Danielle Kang tests her back and a last-minute entry makes a run as LPGA Match Play heads to the round of 16
Danielle Kang hits an approach shot from the first fairway during the Bank of Hope LPGA Match Play.
Sean M. Haffey
It was a last-minute call. Anna Nordqvist withdrew from the Bank of Hope LPGA Match Play at Shadow Creek Golf Course in Las Vegas on Tuesday night. The first round was set to begin on Wednesday, so the tour called in an alternate. Gemma Dryburgh filled Nordqvist’s spot, and she’s playing like she belonged in the field from the start.
In the Match Play, 64 players play round-robin matches for three days. Points are tallied up, and a round of 16 is determined for the weekend. From there, single-elimination matches begin.
“I had no expectations, to be honest, especially after losing my first match. I was like, 'Oh, just try and make the most of it,' ” Dryburgh said.
She certainly made the most of it. Though she lost to Cheyenne Knight 2 and 1 in her first match, she went on to win her second match against Chella Choi, 2 and 1. And then she won her third match against Gaby Lopez, also 2 and 1. With that finish, she earned her way into the weekend and will compete in the round of 16.
Some top players didn’t make it to the weekend. Of note, Danielle Kang, the No. 11 player in the world, made her return to competition after announcing a back injury at the end of April.
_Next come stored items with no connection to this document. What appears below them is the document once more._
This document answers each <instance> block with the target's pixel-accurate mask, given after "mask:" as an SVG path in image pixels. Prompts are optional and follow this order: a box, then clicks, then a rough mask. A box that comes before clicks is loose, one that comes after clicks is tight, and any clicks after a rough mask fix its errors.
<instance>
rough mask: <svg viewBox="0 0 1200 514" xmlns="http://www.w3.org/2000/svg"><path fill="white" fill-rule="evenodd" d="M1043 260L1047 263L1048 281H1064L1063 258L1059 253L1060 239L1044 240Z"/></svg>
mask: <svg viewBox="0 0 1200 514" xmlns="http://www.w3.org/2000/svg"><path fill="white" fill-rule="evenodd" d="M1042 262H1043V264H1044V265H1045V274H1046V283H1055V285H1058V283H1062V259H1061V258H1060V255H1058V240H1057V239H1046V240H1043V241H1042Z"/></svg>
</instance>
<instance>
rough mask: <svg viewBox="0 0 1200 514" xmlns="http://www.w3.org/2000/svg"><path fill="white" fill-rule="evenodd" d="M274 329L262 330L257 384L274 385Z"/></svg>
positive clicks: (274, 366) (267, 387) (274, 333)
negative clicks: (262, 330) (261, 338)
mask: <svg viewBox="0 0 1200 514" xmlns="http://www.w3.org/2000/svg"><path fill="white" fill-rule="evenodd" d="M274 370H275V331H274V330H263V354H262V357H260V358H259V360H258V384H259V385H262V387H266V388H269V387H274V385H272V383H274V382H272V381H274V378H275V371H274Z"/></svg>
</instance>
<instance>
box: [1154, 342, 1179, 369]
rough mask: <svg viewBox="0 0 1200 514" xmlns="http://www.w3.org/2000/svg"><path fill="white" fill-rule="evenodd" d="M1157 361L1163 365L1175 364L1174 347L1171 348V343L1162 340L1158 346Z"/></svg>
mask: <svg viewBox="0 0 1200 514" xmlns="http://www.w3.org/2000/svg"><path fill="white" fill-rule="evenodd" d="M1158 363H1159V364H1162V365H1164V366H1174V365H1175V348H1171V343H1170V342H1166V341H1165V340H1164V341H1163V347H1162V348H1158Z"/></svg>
She went to Las Vegas to test her back, but unfortunately it did not fare well. Kang lost to Kelly Tan 7 and 6 in her first match, and went on to lose and tie her next two matches, respectively.
When asked about the status of her back after play, Kang said, “I don't really know how to answer these questions right now. I'm not ready to play. But I'm doing the best that I can so that I can keep playing.”
The big question mark for Kang is, if her back didn’t feel right at Shadow Creek, what does that mean for the following week: the U.S. Women’s Open at Pine Needles?
For four other players in the field in Las Vegas, the U.S. Women’s Open is a question mark, too. One spot is left for the U.S. Women’s Open, saved for the winner of the Match Play, if that player has not yet qualified for the major. One of those players is Eun-Hee Ji, who won the U.S. Women’s Open in 2009. She captured the last two holes of her third match, which included a clutch putt on the 18th to tie Tan and get into the weekend. With that putt, hope for entry into the championship she won over a decade ago remains alive.